Laura - So for us we might recommend that you have some scans so you can see what's happening, to see whether the follicle production is going on within your cycle. Patients can try using luteinising hormone sticks, those sort of surge kits as they're called. You can buy them over the counter, pee on a stick and it tells you whether you're ovulating or not. Obviously for ladies then that aren't detecting that, they may need some help with something like Clomiphene - a reproduction of a follicle stimulating hormone that usually occurs naturally but isn't in those ladies.

Chris - That encourages the chemical process of ovulation?

Laura - Yep. And then obviously we would link that again with scanning so that we can see that there is a follicle production as well.

Chris - So roughly what fraction of people do have a regular cycle, and what fraction have irregular cycles?

Laura - So probably one in six ladies have an irregular cycle, so it's quite a high proportion really. I mean we keep focusing again here on sort of, “female factor” but actually 40 percent of problems are male factor problems. 40 percent female, 20 percent sometimes sits between the ‘unknown’ and also is a mixture of two. Quite often it appears that patients are drawn together if they both have an infertility issue.

Chris - Well, they say opposites attract but not in this case! James, you were going to say?

James - Yeah I was just going to wonder, you're talking about kits you can buy over the counter… would you put any stock in the smartphone apps that sort of, suggest your fertility in the cycle?
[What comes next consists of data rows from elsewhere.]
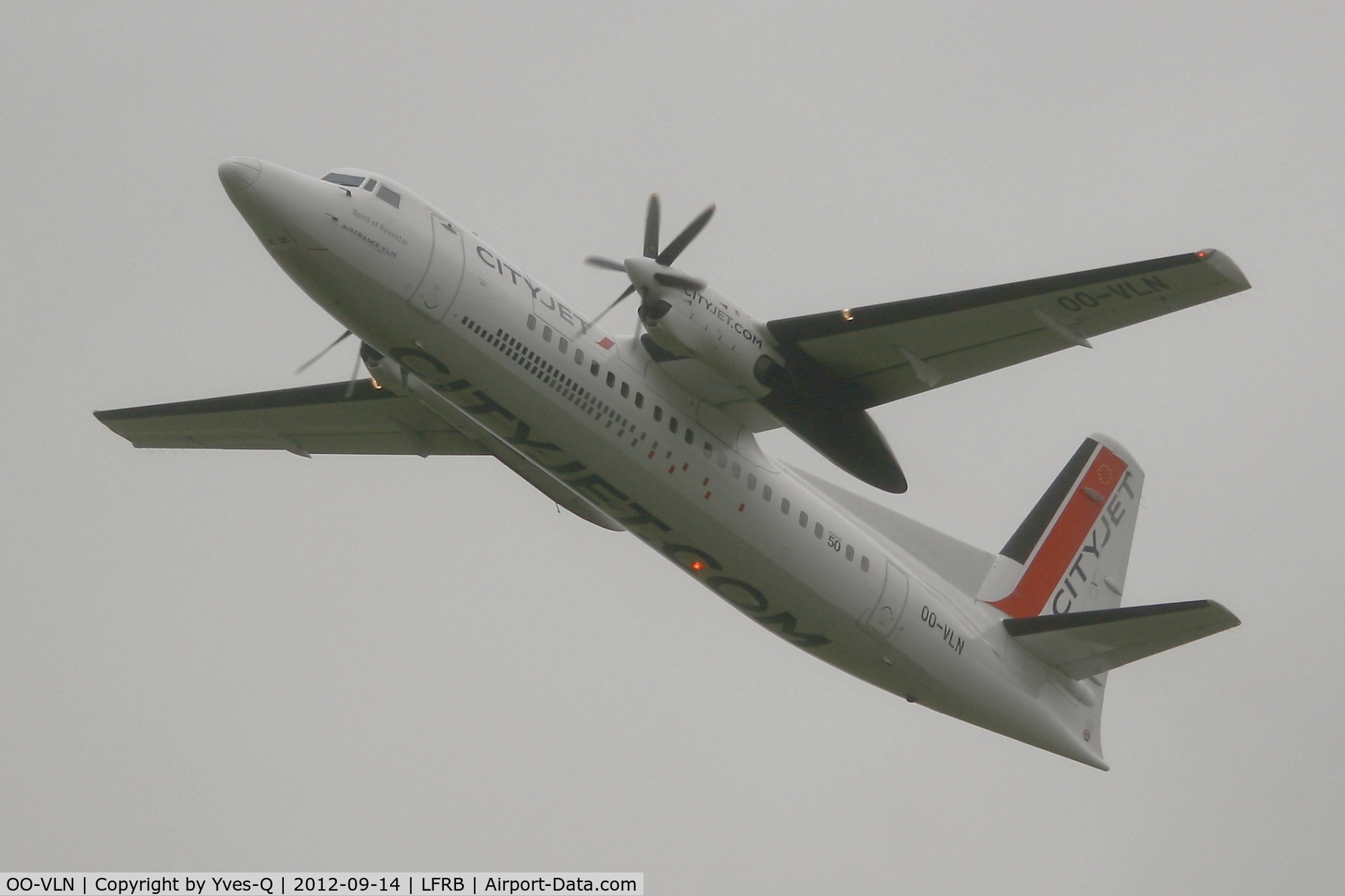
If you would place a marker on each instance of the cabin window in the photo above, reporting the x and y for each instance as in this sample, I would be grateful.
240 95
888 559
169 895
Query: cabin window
345 181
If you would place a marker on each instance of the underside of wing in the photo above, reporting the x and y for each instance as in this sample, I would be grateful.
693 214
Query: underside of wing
311 420
899 349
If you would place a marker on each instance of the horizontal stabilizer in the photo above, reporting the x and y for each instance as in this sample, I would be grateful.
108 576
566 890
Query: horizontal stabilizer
1096 641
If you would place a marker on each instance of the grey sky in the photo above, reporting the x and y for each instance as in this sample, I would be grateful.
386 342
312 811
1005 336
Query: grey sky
251 661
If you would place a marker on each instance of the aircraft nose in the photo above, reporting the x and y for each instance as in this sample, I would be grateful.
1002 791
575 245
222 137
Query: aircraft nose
239 173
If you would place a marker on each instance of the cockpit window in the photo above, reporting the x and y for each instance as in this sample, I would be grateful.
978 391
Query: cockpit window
346 181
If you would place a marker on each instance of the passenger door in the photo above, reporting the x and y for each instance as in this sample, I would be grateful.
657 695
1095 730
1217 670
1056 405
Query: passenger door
887 612
445 275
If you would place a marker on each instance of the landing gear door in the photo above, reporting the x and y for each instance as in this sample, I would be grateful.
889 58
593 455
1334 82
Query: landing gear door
887 612
445 276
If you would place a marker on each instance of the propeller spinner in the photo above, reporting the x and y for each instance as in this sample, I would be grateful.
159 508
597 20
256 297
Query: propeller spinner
641 271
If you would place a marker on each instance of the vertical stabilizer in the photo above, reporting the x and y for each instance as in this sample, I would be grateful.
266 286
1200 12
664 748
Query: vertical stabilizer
1074 548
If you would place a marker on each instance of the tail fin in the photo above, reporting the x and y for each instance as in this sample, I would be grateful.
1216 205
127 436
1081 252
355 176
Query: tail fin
1071 553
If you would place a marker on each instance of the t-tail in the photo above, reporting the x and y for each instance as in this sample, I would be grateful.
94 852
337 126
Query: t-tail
1062 576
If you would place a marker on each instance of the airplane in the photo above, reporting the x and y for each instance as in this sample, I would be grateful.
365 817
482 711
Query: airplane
656 435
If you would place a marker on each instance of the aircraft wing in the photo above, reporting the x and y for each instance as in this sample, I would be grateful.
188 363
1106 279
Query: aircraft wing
899 349
311 420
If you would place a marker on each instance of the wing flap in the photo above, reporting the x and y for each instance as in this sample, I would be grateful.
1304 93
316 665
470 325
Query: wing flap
903 348
1093 642
311 420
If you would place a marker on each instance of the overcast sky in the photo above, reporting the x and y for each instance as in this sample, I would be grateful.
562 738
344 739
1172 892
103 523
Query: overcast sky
252 661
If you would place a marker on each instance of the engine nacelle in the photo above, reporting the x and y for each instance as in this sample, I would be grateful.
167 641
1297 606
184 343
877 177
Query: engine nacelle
703 325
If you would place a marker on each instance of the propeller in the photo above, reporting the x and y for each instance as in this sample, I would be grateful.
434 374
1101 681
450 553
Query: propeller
652 252
354 374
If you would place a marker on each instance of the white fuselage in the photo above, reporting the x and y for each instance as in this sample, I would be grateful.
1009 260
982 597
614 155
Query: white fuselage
477 339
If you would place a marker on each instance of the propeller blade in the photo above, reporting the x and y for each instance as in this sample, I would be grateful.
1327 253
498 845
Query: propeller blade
681 282
685 239
607 264
652 228
315 358
354 374
629 291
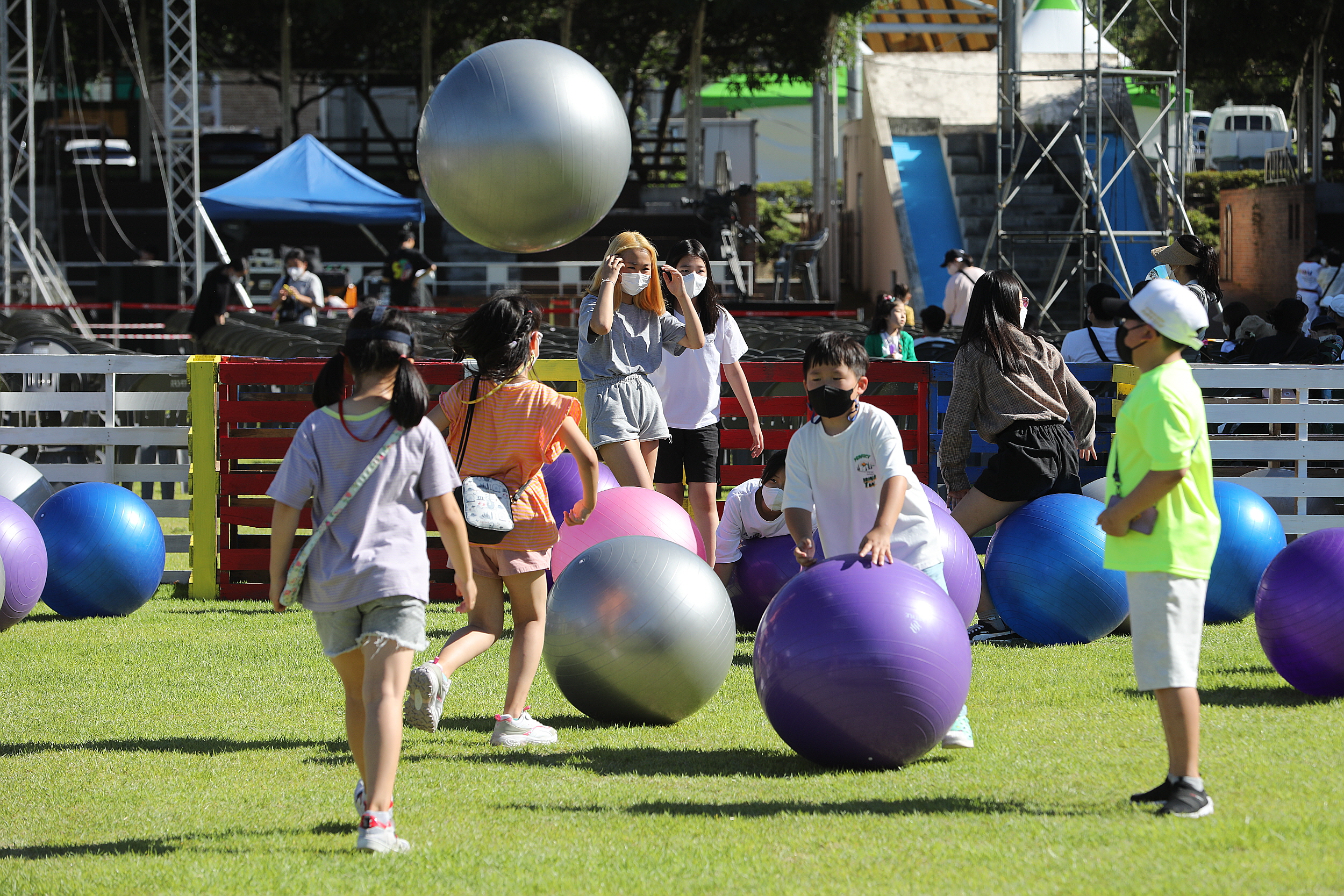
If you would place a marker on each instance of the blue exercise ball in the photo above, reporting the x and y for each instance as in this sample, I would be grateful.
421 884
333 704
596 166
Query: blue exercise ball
1046 577
105 551
1252 536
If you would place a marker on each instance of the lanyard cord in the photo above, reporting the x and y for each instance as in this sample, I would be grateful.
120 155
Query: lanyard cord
340 412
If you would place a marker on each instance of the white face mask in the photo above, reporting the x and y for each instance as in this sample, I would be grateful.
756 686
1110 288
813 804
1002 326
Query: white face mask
694 284
635 284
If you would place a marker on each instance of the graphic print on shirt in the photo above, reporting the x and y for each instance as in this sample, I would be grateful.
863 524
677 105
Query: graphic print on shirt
867 469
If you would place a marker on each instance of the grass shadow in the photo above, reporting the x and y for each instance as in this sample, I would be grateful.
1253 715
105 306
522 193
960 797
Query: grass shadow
1240 698
189 746
910 806
132 847
651 761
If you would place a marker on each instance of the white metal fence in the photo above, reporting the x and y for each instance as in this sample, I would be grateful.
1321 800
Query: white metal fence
80 418
1300 407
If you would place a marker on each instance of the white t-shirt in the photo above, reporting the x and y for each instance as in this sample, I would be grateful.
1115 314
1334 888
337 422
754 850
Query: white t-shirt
741 521
690 383
1078 348
843 476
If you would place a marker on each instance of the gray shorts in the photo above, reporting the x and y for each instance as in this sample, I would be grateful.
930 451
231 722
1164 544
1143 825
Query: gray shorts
624 410
399 620
1166 622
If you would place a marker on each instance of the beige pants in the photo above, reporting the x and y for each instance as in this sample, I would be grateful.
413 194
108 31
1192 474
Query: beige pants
1167 622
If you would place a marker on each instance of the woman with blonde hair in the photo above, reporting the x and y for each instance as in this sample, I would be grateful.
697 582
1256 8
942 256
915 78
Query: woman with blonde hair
623 336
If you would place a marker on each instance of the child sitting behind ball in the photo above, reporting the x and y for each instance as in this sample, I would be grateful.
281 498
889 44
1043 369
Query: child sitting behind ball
850 462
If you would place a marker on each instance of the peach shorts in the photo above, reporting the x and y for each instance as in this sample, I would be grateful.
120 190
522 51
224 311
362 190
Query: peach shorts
495 563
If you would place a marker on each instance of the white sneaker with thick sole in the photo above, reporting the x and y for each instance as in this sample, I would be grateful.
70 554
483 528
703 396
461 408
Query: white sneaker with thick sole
425 695
959 736
522 731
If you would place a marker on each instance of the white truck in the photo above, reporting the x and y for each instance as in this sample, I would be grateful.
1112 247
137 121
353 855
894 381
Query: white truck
1238 136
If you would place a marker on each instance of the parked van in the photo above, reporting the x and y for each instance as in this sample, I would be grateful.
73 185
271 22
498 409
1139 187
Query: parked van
1238 136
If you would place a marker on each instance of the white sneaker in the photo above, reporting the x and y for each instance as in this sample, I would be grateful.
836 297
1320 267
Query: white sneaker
522 731
425 696
378 837
959 736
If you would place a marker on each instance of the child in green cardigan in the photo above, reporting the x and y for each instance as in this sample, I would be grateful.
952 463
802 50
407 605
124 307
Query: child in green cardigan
888 338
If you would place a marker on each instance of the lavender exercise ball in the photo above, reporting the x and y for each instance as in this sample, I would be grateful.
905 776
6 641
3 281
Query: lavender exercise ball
859 665
1300 613
23 555
565 485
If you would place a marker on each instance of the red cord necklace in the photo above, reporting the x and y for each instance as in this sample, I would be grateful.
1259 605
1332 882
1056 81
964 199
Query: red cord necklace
340 412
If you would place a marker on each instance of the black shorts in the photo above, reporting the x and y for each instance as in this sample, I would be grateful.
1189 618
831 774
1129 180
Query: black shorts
695 451
1033 460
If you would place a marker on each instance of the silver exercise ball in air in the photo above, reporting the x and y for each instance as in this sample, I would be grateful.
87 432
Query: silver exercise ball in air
523 147
639 629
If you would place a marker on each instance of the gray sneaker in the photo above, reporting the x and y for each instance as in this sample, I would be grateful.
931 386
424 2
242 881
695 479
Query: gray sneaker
425 696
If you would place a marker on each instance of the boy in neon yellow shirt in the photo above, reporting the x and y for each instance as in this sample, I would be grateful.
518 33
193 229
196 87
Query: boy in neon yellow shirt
1160 460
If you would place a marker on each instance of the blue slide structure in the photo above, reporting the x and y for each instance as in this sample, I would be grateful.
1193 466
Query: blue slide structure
931 209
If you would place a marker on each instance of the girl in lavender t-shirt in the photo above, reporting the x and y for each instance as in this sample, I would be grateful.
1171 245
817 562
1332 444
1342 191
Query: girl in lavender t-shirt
367 578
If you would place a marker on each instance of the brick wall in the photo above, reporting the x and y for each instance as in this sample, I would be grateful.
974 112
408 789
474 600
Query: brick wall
1265 233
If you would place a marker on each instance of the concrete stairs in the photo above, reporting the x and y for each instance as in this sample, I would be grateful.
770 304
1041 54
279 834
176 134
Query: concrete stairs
1043 205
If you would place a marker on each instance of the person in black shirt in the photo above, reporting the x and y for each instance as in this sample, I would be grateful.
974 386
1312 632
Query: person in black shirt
217 292
404 269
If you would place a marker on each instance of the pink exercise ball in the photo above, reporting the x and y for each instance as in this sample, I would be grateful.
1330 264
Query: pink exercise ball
625 511
960 564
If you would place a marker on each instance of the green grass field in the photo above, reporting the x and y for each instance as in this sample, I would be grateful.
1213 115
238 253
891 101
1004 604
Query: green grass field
199 747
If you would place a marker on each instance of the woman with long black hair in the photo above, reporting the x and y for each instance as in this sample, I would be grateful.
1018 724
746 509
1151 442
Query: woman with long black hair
1015 391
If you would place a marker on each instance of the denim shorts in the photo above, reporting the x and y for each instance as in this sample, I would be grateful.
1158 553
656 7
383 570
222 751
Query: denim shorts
399 620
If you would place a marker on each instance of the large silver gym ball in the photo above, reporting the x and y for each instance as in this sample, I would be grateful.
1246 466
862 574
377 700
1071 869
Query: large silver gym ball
523 147
639 629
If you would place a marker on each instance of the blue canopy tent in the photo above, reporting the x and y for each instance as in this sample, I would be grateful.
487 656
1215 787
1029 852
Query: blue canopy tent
308 182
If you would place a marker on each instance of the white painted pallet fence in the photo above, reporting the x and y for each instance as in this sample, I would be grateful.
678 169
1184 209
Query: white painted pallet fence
108 402
1286 450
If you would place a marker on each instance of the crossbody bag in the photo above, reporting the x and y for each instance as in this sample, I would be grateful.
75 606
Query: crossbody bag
487 504
295 578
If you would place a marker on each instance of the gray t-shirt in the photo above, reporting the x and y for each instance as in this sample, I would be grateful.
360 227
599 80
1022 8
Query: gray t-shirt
375 548
633 346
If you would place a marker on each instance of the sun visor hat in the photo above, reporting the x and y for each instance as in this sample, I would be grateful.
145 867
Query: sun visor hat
1175 254
1171 310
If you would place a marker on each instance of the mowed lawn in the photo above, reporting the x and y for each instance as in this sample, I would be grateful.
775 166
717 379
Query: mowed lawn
199 747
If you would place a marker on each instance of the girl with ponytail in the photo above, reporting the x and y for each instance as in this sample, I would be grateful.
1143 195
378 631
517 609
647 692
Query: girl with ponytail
624 331
517 426
367 577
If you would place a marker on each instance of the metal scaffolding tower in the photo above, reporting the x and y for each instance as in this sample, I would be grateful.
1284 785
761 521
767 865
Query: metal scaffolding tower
1074 154
182 123
18 125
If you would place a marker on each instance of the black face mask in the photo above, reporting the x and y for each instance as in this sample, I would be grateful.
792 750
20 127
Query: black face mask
828 401
1125 353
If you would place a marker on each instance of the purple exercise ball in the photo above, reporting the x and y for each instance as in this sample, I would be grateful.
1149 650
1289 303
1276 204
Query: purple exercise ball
960 564
565 486
859 665
25 558
765 567
1300 613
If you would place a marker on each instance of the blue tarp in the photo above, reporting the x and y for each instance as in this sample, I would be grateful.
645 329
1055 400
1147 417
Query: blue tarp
308 182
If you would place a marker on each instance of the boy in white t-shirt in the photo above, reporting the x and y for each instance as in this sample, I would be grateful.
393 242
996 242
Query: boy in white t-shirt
850 462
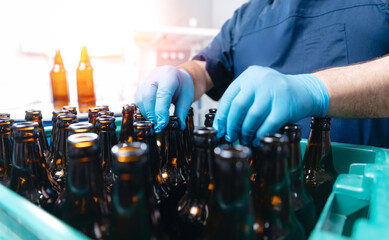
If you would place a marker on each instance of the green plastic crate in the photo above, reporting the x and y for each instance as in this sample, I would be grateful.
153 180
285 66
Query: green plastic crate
355 208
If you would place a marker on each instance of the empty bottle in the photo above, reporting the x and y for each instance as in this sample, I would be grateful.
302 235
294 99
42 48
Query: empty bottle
270 192
106 129
28 174
85 86
5 150
193 209
130 209
36 116
127 128
229 215
82 127
59 84
83 204
58 160
319 171
303 205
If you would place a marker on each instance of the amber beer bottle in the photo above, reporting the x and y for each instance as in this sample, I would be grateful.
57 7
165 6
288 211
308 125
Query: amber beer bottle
193 209
130 210
230 216
188 135
36 116
5 150
58 160
92 114
56 113
83 204
270 192
127 128
82 127
319 171
28 174
85 86
105 127
303 205
59 84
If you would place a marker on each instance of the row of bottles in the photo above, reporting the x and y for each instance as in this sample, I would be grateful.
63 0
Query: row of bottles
179 184
85 85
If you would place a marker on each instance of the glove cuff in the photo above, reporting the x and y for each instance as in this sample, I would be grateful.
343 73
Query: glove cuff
319 95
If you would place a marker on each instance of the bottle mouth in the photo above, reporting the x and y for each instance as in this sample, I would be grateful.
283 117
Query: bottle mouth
143 124
33 111
105 119
205 131
6 121
130 152
83 140
5 115
25 126
82 127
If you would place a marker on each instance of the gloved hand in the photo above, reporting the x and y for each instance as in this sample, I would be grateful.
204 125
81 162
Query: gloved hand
261 100
163 86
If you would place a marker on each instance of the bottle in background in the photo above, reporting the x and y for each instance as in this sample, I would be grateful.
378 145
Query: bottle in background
303 205
28 174
36 116
58 159
85 86
319 171
130 210
106 130
59 84
270 192
193 209
230 216
127 128
83 204
5 150
82 127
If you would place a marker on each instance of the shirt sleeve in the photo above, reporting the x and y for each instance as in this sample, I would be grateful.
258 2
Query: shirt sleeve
218 55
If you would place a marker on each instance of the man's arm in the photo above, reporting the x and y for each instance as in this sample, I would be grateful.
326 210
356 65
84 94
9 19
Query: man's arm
360 90
201 80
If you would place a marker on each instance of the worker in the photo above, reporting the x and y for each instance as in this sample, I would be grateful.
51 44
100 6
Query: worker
280 61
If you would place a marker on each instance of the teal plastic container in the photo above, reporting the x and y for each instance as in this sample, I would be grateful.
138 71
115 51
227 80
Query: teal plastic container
358 207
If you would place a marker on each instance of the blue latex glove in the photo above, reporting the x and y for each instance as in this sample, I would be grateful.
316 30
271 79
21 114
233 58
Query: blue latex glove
163 86
261 100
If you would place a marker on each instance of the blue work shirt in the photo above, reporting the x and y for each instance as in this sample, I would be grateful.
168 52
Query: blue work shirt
303 36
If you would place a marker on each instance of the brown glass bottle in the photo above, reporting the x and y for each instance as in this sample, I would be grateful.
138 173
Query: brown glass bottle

Laura - Yeah there's lots out there now which help you track your cycle. They would recommend that you track your temperature because there's supposed to be a slight temperature rise when you ovulate. There's now a bit like FitBits and things like that they're now out there for fertility as well. That is a big sort of up and coming burgeoning market within that side of things as well.

Chris - Do people say they find these things useful, or do you think it just helps to focus their mind? They get a plan in place so then they tend to stick to it which means they're more likely to be successful?

Laura - For some patients it's really helpful, it gives them a focus. For others it just absolutely adds to the stress of the situation and we would recommend that they go and seek help from a specialist and see their GP, speak to a fertility nurse. There's lots of things out there to help and actually the apps are useful but I think sometimes for patients who are really struggling it's not the best thing it really adds to their stress.

Chris - Some people use these apps because they don't want to get pregnant. Is that a risky strategy then?

Laura - I would say it's a very risky strategy!